Ambani was almost obsessed with the word "affordability." He described the Reliance group's foray into telecom as an attempt to offer a telecom version of the Maruti. He explained that Reliance Infocomm had worked backwards to make its products affordable.

"Cost is our prime driver. We had to keep a low cost base, but yet make money. We also require huge capacity. We cannot charge more than Rs 500 per month. At the same time, we also cannot afford a customer acquisition cost of Rs 1,500 a month like the GSM players. CDMA was the answer," Ambani said.

He said his infocomm plans had more in them than just offering customers cheaper mobile phones.

"On December 28, we will be empowering at least 2 million people with the option to get not only a mobile phone but also data connectivity on the mobile. They can watch films. They can actually get Pop3 mail. They can put in any programme. So your mobile becomes a small computer in your hand," Ambani explained.

"To scale up connectivity, you can take all your memory, all your storage and processing power back again into the network and the network becomes intelligent. You can keep applications on the network. So the network becomes your computer. That network delivers you fixed line as well as mobile (services). First, it delivers connectivity, and once it does that, you have voice, data and video. The way it changes your life is dramatic," he noted.

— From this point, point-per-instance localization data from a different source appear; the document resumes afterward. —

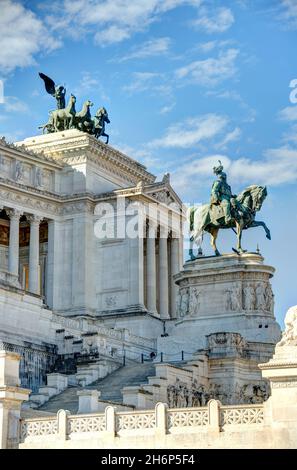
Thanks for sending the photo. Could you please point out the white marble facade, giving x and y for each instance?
(86, 274)
(72, 265)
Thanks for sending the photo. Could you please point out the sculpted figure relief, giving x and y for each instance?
(194, 302)
(269, 299)
(19, 171)
(260, 297)
(184, 302)
(233, 299)
(249, 297)
(289, 337)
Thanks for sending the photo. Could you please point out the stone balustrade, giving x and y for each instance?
(161, 421)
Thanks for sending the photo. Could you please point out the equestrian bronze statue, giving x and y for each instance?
(66, 117)
(226, 211)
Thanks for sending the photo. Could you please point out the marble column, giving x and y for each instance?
(34, 284)
(13, 255)
(163, 273)
(174, 269)
(151, 269)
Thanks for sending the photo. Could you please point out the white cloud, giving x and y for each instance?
(166, 109)
(289, 113)
(191, 132)
(289, 13)
(154, 47)
(15, 105)
(111, 35)
(229, 137)
(278, 166)
(211, 71)
(111, 21)
(141, 82)
(218, 21)
(23, 36)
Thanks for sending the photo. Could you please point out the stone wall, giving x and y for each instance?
(212, 426)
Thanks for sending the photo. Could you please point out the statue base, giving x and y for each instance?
(228, 293)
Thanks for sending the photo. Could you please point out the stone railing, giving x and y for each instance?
(160, 421)
(243, 414)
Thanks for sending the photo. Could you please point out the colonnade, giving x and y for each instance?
(14, 246)
(161, 284)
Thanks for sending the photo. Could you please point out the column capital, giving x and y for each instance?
(34, 219)
(164, 231)
(152, 229)
(13, 213)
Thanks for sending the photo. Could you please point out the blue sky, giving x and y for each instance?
(185, 82)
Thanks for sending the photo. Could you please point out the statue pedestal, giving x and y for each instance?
(281, 371)
(229, 293)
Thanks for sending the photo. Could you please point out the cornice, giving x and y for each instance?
(66, 145)
(21, 151)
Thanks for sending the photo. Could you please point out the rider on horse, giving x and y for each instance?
(221, 195)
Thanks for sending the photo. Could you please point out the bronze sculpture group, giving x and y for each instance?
(226, 211)
(66, 117)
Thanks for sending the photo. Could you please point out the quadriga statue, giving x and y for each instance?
(66, 117)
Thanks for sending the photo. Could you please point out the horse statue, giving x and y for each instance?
(83, 119)
(60, 119)
(240, 215)
(100, 119)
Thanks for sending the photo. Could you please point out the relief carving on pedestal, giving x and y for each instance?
(194, 302)
(260, 297)
(111, 301)
(249, 297)
(183, 302)
(289, 337)
(19, 171)
(181, 395)
(233, 299)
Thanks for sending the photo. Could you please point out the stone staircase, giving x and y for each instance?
(58, 383)
(110, 387)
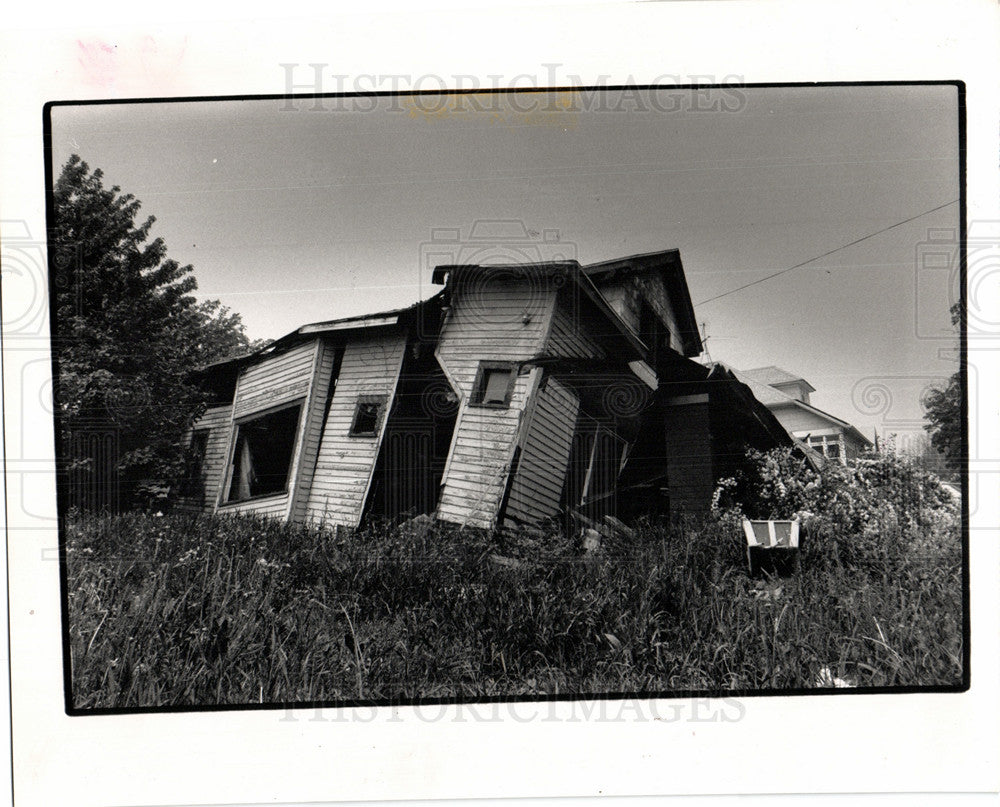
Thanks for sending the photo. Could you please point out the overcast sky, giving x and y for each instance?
(296, 216)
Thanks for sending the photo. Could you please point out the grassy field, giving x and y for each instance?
(180, 610)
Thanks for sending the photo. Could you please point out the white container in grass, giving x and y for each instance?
(771, 534)
(778, 536)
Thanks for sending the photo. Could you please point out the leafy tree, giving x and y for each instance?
(943, 410)
(127, 332)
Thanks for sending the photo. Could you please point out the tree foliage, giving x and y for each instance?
(943, 410)
(128, 331)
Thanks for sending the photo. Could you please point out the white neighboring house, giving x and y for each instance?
(787, 396)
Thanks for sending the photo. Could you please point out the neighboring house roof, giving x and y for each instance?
(672, 271)
(773, 398)
(775, 375)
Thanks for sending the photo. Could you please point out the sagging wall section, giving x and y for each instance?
(369, 370)
(506, 319)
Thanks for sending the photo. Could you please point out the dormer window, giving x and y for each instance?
(494, 385)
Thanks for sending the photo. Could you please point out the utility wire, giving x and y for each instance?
(825, 254)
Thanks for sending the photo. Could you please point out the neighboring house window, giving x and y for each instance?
(829, 446)
(193, 485)
(263, 453)
(367, 416)
(494, 385)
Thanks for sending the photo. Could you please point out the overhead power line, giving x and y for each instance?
(825, 254)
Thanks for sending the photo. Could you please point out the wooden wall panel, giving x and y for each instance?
(496, 322)
(538, 483)
(344, 464)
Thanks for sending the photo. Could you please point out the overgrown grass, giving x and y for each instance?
(179, 610)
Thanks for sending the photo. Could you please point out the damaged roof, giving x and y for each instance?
(671, 270)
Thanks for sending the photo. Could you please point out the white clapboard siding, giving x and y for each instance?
(344, 464)
(495, 322)
(313, 429)
(276, 380)
(216, 419)
(537, 487)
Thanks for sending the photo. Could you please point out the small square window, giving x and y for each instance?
(367, 416)
(494, 385)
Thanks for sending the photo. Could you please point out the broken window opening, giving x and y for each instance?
(494, 385)
(367, 416)
(263, 454)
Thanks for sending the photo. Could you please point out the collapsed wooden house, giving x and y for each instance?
(515, 394)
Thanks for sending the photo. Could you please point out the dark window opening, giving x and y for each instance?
(367, 416)
(262, 459)
(654, 334)
(193, 485)
(494, 385)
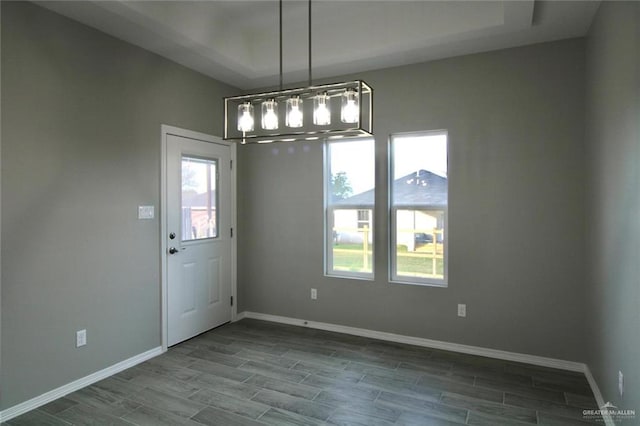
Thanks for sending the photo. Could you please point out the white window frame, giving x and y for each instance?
(394, 278)
(329, 210)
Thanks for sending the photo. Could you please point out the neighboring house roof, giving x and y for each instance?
(421, 188)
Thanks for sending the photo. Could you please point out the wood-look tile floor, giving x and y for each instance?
(260, 373)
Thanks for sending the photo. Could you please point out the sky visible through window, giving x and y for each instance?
(356, 158)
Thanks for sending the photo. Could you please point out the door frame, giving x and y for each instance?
(167, 130)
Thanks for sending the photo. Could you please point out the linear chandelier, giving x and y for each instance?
(331, 111)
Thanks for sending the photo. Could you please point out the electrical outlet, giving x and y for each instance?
(462, 310)
(620, 382)
(81, 338)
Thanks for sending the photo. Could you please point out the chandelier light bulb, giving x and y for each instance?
(245, 117)
(294, 117)
(350, 112)
(270, 114)
(321, 110)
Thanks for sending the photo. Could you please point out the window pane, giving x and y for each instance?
(419, 198)
(199, 198)
(350, 197)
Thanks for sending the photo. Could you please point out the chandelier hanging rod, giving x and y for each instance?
(335, 110)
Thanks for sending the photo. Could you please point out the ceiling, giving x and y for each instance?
(237, 41)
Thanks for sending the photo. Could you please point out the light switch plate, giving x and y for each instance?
(146, 212)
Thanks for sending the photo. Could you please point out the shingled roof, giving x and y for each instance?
(421, 188)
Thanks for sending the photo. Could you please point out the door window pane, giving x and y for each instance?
(199, 198)
(419, 200)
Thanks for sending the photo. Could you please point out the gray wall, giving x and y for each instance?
(517, 206)
(81, 150)
(613, 129)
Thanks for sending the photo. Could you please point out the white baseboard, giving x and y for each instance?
(447, 346)
(598, 395)
(54, 394)
(428, 343)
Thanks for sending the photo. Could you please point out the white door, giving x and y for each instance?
(198, 237)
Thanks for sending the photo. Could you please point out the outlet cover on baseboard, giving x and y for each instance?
(462, 310)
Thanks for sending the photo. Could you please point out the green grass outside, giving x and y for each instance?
(348, 257)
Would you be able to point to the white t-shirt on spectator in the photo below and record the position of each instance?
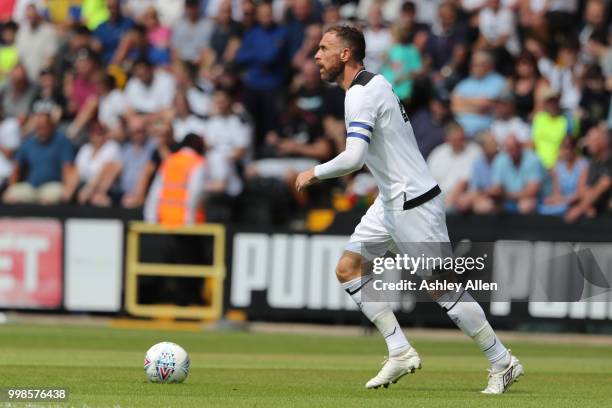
(168, 11)
(390, 9)
(226, 133)
(89, 164)
(377, 43)
(19, 9)
(9, 139)
(151, 99)
(111, 108)
(221, 168)
(568, 6)
(450, 168)
(36, 47)
(191, 124)
(494, 24)
(199, 101)
(501, 129)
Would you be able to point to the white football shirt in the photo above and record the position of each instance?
(374, 113)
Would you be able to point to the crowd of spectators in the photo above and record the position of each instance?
(509, 99)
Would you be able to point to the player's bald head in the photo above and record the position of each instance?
(350, 37)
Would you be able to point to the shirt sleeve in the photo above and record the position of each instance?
(360, 113)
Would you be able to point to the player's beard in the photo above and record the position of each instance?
(333, 73)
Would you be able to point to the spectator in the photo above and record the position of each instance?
(185, 122)
(428, 123)
(134, 156)
(526, 85)
(549, 129)
(595, 99)
(446, 47)
(564, 73)
(226, 35)
(158, 38)
(301, 15)
(111, 106)
(474, 98)
(9, 142)
(506, 122)
(390, 9)
(569, 178)
(595, 197)
(49, 99)
(309, 47)
(44, 162)
(594, 31)
(481, 180)
(81, 91)
(9, 55)
(199, 100)
(79, 38)
(498, 34)
(175, 197)
(192, 34)
(36, 42)
(402, 64)
(227, 131)
(110, 33)
(165, 145)
(17, 95)
(149, 90)
(263, 53)
(90, 160)
(451, 163)
(378, 39)
(517, 178)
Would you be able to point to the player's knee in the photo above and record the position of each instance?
(348, 268)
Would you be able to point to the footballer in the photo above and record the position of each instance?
(408, 209)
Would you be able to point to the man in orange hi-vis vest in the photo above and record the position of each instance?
(175, 197)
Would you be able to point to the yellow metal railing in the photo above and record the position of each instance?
(213, 275)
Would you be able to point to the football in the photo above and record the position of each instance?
(166, 362)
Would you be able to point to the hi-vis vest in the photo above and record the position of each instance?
(175, 173)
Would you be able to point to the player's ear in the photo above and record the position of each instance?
(345, 54)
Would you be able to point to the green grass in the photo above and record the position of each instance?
(103, 368)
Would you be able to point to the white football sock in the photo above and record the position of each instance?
(380, 314)
(470, 318)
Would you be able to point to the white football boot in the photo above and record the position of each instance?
(395, 368)
(501, 380)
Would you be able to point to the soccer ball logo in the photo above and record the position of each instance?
(166, 363)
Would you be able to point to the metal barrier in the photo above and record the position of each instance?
(213, 274)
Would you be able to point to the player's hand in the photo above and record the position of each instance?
(305, 179)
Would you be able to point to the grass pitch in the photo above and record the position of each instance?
(103, 368)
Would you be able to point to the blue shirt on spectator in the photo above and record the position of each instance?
(44, 162)
(514, 179)
(264, 53)
(482, 174)
(109, 34)
(490, 86)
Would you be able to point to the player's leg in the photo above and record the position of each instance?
(427, 223)
(356, 284)
(370, 240)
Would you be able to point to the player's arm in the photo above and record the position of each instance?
(361, 112)
(350, 160)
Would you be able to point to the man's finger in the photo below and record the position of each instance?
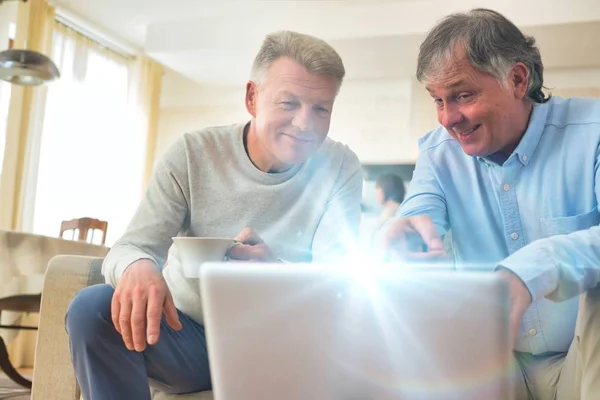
(170, 311)
(248, 236)
(240, 252)
(138, 321)
(115, 307)
(244, 235)
(125, 322)
(154, 315)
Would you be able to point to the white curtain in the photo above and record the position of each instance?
(92, 152)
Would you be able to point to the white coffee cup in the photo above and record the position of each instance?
(195, 251)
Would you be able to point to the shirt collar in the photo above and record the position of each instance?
(532, 136)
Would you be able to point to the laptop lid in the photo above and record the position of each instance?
(309, 331)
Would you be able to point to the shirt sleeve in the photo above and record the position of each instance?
(159, 217)
(425, 196)
(563, 266)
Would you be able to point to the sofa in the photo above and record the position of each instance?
(53, 375)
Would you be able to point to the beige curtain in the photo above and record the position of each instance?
(146, 84)
(35, 22)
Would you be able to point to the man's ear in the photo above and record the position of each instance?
(251, 98)
(519, 80)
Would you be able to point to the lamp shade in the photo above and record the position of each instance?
(27, 67)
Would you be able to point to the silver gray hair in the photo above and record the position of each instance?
(492, 44)
(314, 54)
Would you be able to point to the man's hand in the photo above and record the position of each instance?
(140, 299)
(251, 248)
(520, 299)
(413, 239)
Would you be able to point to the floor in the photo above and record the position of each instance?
(11, 391)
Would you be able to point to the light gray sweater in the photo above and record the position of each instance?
(206, 185)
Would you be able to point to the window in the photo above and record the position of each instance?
(91, 161)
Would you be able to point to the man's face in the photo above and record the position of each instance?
(292, 111)
(481, 114)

Continuing, he said: "If you move to enterprises, you leapfrog people who have never used a PC, and give them applications which enables them to plug in. Productivity goes up sharply. And when you talk of homes, it is really ethernet technology that we will take to homes. We are talking of how we can give you thousands of channels, and how we can make you interactive," he added.

Reliance Infocomm will be offering limited mobility services based on CDMA technology. It will offer Java-enabled CDMA handsets to get full connectivity, including voice communication and data applications.

"We also have Java on our mobile. Java is connected directly to a Sun (Microsystems) server, and that becomes a big computer and this (the CDMA set) becomes something like your terminal.

"Any Java application will now run on your handset. Tomorrow, it can become your credit card; we are working actively in terms of making this an enabled mechanism like your passport.

"By and large, this is basically a connectivity device which gives you initial connectivity but when you put all IT solutions on top of it, the growth potential and the ability to make life easier for an individual is tremendous," he said.

"In three years time, there will be 500 million phones with Java. Today there are very few, say, between 10,000 and 30,000.

"India will have millions of such handsets. We will have the facility to say, look we are the Java champions of the world. This is exactly what China's strategy is.

"You really have to find a place for leadership in the knowledge industry. This is how you create... at least it is an attempt to create something," Ambani added.